Na sexta-feira, dia 23 de janeiro, vai decorrer o simpósio "Vamos falar sobre crianças – da evidência à ação", para fazer um balanço da implementação do projeto "Let’s Talk About Children" em Portugal. Vai ter lugar no Auditório do Hospital Pediátrico da Unidade Local de Saúde de Coimbra, entre as 9h30 e as 17h00. O evento é de acesso gratuito, mediante inscrição prévia através do link.

Nos últimos dois anos, o projeto esteve em curso em nove países e foi criado para treinar profissionais para que adquiram competências que permitam reconhecer precocemente as necessidades psicossociais das crianças e das suas famílias. No âmbito deste projeto europeu, que foi implementado em Portugal por uma equipa da Universidade de Coimbra (UC), foram certificados 82 profissionais, nomeadamente psicólogos, médicos, enfermeiros, professores, terapeutas ocupacionais e assistentes sociais.

As ações formativas centraram-se no ensino da metodologia Let’s Talk About Children, “uma intervenção psicossocial criada na Finlândia, pela psiquiatra Tytti Solantus, baseada na evidência, centrada na criança e na família, cujo objetivo principal é a promoção da saúde mental das crianças, bem como a prevenção da transmissão intergeracional de problemas de saúde mental”, contextualiza o docente da Faculdade de Medicina da Universidade de Coimbra (FMUC) e especialista em psiquiatria, Joaquim Cerejeira.

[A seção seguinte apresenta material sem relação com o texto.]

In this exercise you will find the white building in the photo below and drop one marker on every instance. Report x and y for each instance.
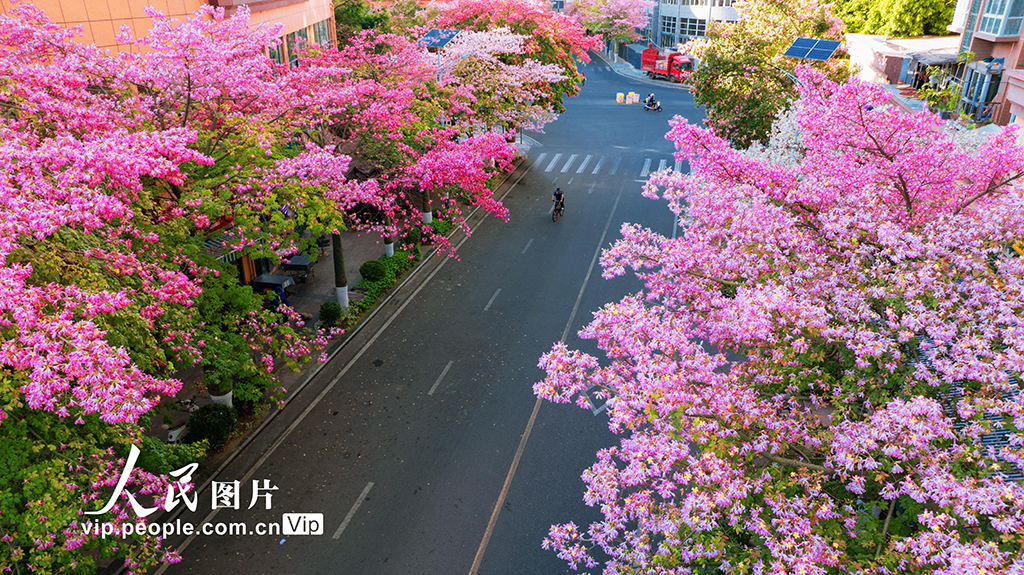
(678, 20)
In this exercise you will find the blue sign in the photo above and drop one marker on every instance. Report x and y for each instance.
(438, 38)
(812, 49)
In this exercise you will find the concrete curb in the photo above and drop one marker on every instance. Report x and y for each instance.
(333, 351)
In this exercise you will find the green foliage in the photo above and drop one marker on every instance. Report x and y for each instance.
(374, 270)
(353, 15)
(47, 467)
(213, 423)
(393, 267)
(742, 79)
(896, 17)
(441, 227)
(161, 458)
(330, 313)
(250, 387)
(413, 236)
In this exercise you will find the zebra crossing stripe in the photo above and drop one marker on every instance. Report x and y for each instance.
(646, 168)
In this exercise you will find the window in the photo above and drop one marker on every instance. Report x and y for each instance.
(276, 53)
(692, 27)
(322, 33)
(296, 41)
(668, 25)
(1003, 17)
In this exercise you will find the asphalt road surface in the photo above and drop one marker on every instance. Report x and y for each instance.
(409, 453)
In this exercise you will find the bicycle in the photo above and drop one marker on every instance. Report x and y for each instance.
(558, 210)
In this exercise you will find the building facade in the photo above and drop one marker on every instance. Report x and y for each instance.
(993, 83)
(678, 20)
(310, 20)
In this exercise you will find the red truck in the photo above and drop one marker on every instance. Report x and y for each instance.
(670, 64)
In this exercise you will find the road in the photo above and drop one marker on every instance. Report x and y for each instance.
(408, 453)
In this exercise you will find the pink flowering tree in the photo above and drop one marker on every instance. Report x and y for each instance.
(741, 77)
(554, 38)
(115, 170)
(614, 19)
(396, 136)
(487, 90)
(821, 374)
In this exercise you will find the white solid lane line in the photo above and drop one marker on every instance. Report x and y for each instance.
(439, 378)
(485, 308)
(351, 512)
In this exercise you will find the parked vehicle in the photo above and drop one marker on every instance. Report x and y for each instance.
(667, 64)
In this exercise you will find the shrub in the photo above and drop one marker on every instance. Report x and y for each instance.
(413, 236)
(161, 458)
(374, 270)
(250, 387)
(441, 227)
(214, 423)
(330, 313)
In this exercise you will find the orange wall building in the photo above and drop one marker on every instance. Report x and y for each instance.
(100, 20)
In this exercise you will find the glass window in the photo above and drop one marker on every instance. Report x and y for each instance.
(322, 33)
(692, 27)
(1003, 17)
(668, 25)
(276, 53)
(296, 41)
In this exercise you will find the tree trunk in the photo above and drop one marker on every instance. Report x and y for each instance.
(389, 240)
(340, 280)
(428, 215)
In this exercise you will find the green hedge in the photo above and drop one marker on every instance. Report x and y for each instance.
(393, 266)
(441, 227)
(214, 423)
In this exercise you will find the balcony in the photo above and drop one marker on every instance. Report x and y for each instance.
(1001, 20)
(254, 5)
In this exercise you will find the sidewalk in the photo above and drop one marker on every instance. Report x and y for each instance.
(306, 298)
(626, 70)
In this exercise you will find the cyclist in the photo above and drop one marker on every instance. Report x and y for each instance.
(559, 198)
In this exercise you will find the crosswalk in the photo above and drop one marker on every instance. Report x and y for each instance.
(598, 164)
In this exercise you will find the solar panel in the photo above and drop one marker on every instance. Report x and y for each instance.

Estas formações procuraram promover, através de conversas estruturadas, “a compreensão, a quebra de estigmas e o reconhecimento dos pontos fortes das famílias, resultando em ganhos efetivos para as famílias”, explica o também coordenador do projeto em Portugal. Joaquim Cerejeira sublinha que a metodologia Let’s Talk About Children “foi desenvolvida para ajudar as famílias, profissionais da educação (educadores de infância e professores) e profissionais de saúde (médicos, enfermeiros e psicólogos) a apoiar o bem-estar, a aprendizagem e o desenvolvimento das crianças e jovens, em colaboração estreita uns com os outros”.

“Todas as famílias têm pontos fortes únicos, que os membros da família nem sempre reconhecem ou valorizam. A metodologia Let’s Talk About Children é um recurso que ajuda as famílias a identificar e a desenvolver os seus pontos fortes na vida quotidiana e a encontrar soluções para questões difíceis”, sublinha o docente da Universidade de Coimbra.

Desde o arranque em Portugal, em outubro de 2023, o projeto formou 16 grupos de profissionais, o que permitiu certificar, até ao momento, 82 profissionais de diversas áreas e instituições. Por exemplo, foram criados grupos de formação específicos, nomeadamente dois grupos de formação para profissionais da Comissão Nacional de Promoção dos Direitos e Proteção das Crianças e Jovens, um grupo de formação para os profissionais do Agrupamento de Escolas Gardunha e Xisto, bem como grupos gerais que envolveram diversas instituições e profissionais de várias áreas, de diferentes regiões de Portugal continental e ilhas. Oito profissionais obtiveram igualmente a certificação de formadores na metodologia Let’s Talk About Children, para que este método possa continuar a ser implementado em Portugal.

O simpósio de encerramento vai contar com três mesas de discussão dedicadas a temáticas como a implementação da metodologia Let’s Talk About Children em Portugal, com o testemunho de profissionais que participaram na formação, a construção de serviços de saúde centrados na família e a saúde mental ao longo da vida. A estratégia europeia para a saúde mental vai estar também em destaque no evento, com uma intervenção gravada da eurodeputada Marta Temido.

“Depois de mais de dois anos de capacitação de profissionais, este simpósio é o momento ideal para partilhar os resultados do projeto e refletir sobre como a metodologia Let’s Talk About Children está a contribuir para a saúde mental das crianças em contextos vulneráveis e para a prevenção da transmissão intergeracional de problemas de saúde mental”, destaca Joaquim Cerejeira.